Oleh: Neny Vinawaty
Mahasiswa Program Studi Manajemen Zakat dan Wakaf
Fakultas Agama Islam, Universitas Muhammadiyah Jakarta
Potensi zakat nasional Indonesia sangat besar. Berbagai riset menunjukkan bahwa potensi zakat mencapai Rp 327 triliun per tahun, namun realisasi penghimpunannya masih berkisar pada Rp 30–40 triliun (puskasbaznas.com).
Salah satu tantangan terbesar terletak pada pola distribusi zakat yang selama ini cenderung bersifat konsumtif, seperti pemberian uang tunai sesaat atau paket kebutuhan pokok. Program seperti ini memang penting, namun efek jangka panjangnya terhadap pengentasan kemiskinan terbukti terbatas.
Pada era sekarang, ketika kemiskinan dan kesenjangan ekonomi masih menjadi masalah besar, zakat tidak bisa lagi dipandang sebatas “bantuan sekali jalan” yang hanya disalurkan dalam bentuk konsumtif (bantuan tunai, paket bantuan sembako, beasiswa). Meskipun bermanfaat, distribusi seperti ini sering kali hanya menyelesaikan masalah sesaat. Ketika bantuan habis, penerima dapat kembali ke garis kemiskinan.

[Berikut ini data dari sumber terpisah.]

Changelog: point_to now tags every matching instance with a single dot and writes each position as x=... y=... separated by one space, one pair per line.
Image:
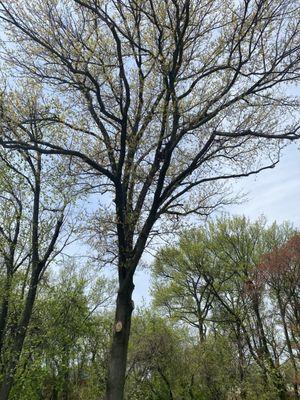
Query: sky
x=274 y=193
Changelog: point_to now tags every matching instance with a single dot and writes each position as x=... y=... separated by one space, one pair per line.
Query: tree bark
x=19 y=339
x=119 y=347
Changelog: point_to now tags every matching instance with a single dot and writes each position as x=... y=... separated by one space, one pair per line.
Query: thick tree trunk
x=119 y=347
x=18 y=341
x=4 y=309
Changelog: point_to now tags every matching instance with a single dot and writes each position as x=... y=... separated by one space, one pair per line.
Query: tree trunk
x=19 y=338
x=4 y=309
x=118 y=352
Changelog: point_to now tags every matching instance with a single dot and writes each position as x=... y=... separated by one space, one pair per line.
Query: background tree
x=162 y=101
x=35 y=203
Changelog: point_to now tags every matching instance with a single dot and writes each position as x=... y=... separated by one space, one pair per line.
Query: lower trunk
x=119 y=347
x=4 y=309
x=18 y=340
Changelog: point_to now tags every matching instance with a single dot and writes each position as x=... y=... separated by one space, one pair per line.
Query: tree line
x=151 y=107
x=223 y=324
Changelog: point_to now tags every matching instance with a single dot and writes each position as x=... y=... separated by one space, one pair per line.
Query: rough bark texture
x=119 y=346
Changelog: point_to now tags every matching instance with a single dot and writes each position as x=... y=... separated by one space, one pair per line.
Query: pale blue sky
x=273 y=193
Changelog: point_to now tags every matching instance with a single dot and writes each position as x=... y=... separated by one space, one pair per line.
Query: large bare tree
x=161 y=101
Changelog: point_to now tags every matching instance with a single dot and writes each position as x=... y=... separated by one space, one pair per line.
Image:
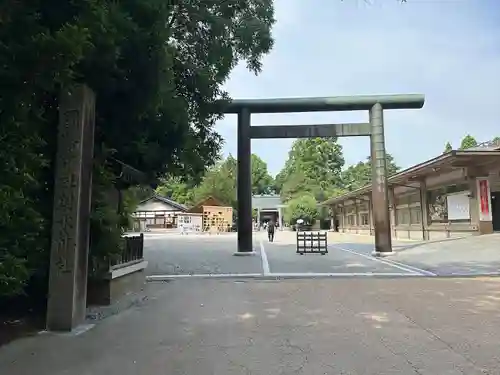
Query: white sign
x=458 y=206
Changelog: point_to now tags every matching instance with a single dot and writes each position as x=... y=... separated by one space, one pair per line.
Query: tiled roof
x=266 y=201
x=167 y=201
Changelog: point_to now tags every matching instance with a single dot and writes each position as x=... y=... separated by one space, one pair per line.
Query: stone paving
x=425 y=326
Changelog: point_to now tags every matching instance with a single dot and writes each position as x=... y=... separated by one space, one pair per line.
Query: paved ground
x=349 y=255
x=423 y=326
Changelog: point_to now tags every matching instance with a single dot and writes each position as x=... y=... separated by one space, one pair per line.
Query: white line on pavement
x=403 y=267
x=265 y=263
x=201 y=276
x=285 y=275
x=420 y=270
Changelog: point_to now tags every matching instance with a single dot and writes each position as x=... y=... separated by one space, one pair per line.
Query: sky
x=448 y=50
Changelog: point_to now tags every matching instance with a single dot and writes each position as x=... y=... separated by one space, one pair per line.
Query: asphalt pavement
x=420 y=326
x=341 y=313
x=175 y=255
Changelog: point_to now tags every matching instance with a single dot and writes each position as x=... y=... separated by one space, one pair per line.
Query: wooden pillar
x=424 y=210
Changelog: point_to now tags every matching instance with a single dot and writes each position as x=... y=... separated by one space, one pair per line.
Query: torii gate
x=375 y=104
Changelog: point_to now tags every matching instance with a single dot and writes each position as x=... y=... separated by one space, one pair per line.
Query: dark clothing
x=270 y=231
x=270 y=236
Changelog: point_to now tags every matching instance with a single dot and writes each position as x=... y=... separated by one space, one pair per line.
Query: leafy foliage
x=302 y=207
x=157 y=69
x=314 y=165
x=262 y=181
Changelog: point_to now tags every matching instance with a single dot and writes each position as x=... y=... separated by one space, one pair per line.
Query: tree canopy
x=447 y=148
x=314 y=165
x=157 y=68
x=220 y=182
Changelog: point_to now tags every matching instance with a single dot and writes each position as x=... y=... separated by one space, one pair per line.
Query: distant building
x=452 y=195
x=269 y=207
x=211 y=214
x=157 y=212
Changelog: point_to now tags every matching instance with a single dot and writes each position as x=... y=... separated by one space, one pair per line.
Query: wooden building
x=452 y=195
x=216 y=217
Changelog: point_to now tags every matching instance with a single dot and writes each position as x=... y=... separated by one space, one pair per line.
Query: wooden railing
x=134 y=251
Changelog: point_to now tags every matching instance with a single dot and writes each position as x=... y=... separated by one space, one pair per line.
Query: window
x=415 y=215
x=350 y=220
x=364 y=219
x=402 y=216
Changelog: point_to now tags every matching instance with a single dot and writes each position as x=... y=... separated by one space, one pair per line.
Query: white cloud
x=448 y=50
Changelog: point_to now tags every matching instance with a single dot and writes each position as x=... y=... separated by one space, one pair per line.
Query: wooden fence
x=133 y=251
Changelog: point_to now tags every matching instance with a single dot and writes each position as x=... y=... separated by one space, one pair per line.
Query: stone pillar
x=344 y=217
x=380 y=198
x=370 y=215
x=392 y=212
x=244 y=188
x=280 y=213
x=483 y=205
x=67 y=297
x=424 y=210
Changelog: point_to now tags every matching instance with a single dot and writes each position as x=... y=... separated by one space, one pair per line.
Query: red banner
x=483 y=196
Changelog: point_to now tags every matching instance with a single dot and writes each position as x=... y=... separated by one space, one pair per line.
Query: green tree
x=359 y=175
x=314 y=165
x=176 y=189
x=262 y=181
x=302 y=207
x=221 y=181
x=157 y=69
x=467 y=142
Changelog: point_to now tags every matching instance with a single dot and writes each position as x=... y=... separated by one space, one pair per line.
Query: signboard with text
x=484 y=199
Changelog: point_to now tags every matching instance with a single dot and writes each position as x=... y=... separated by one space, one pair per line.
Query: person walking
x=270 y=231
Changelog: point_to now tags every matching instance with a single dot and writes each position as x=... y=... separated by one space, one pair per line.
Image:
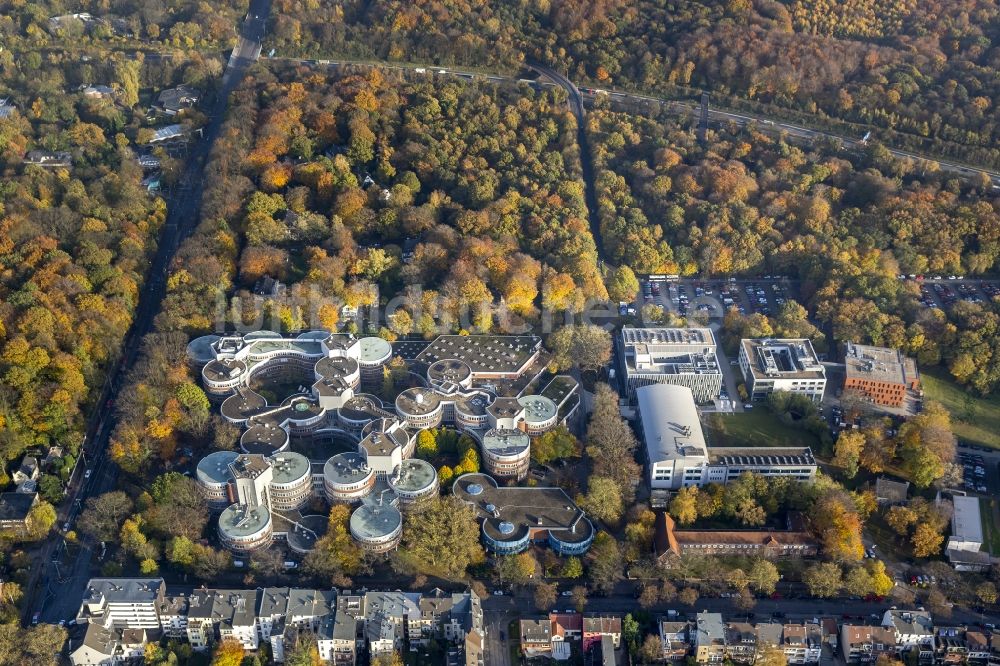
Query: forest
x=846 y=223
x=919 y=73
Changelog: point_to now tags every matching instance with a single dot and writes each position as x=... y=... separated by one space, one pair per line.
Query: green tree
x=763 y=576
x=443 y=538
x=823 y=579
x=572 y=568
x=603 y=500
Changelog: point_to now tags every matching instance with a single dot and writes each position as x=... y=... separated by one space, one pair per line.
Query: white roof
x=965 y=522
x=670 y=423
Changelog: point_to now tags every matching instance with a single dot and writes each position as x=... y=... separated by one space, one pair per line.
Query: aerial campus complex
x=478 y=385
x=678 y=455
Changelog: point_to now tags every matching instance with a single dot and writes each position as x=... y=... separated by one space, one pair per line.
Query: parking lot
x=942 y=292
x=712 y=298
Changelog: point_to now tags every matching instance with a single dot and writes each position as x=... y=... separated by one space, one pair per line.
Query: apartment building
x=276 y=617
x=675 y=637
x=881 y=375
x=676 y=356
x=864 y=644
x=678 y=455
x=912 y=630
x=122 y=603
x=791 y=365
x=709 y=639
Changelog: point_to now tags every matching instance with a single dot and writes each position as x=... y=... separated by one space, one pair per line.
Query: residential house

Karena itu, kita membutuhkan model zakat yang dapat membawa mustahik menuju kemandirian. Model tersebut adalah *zakat produktif*, yaitu zakat yang digunakan sebagai modal usaha, alat produksi, atau sarana pemberdayaan ekonomi.
Untuk memastikan zakat produktif tetap sejalan dengan syariah, kita perlu kembali kepada dasar fikih zakat dan prinsip tamlik (kepemilikan muzakki/mustahik).
Dalam fikih klasik, zakat wajib disalurkan kepada asnaf yang berhak. Setelah diserahkan, harta zakat menjadi milik penuh mustahik. Prinsip ini dikenal sebagai Tamlik Ma’nawi (kepemilikan manfaat) atau Kepemilikan Alat Produksi.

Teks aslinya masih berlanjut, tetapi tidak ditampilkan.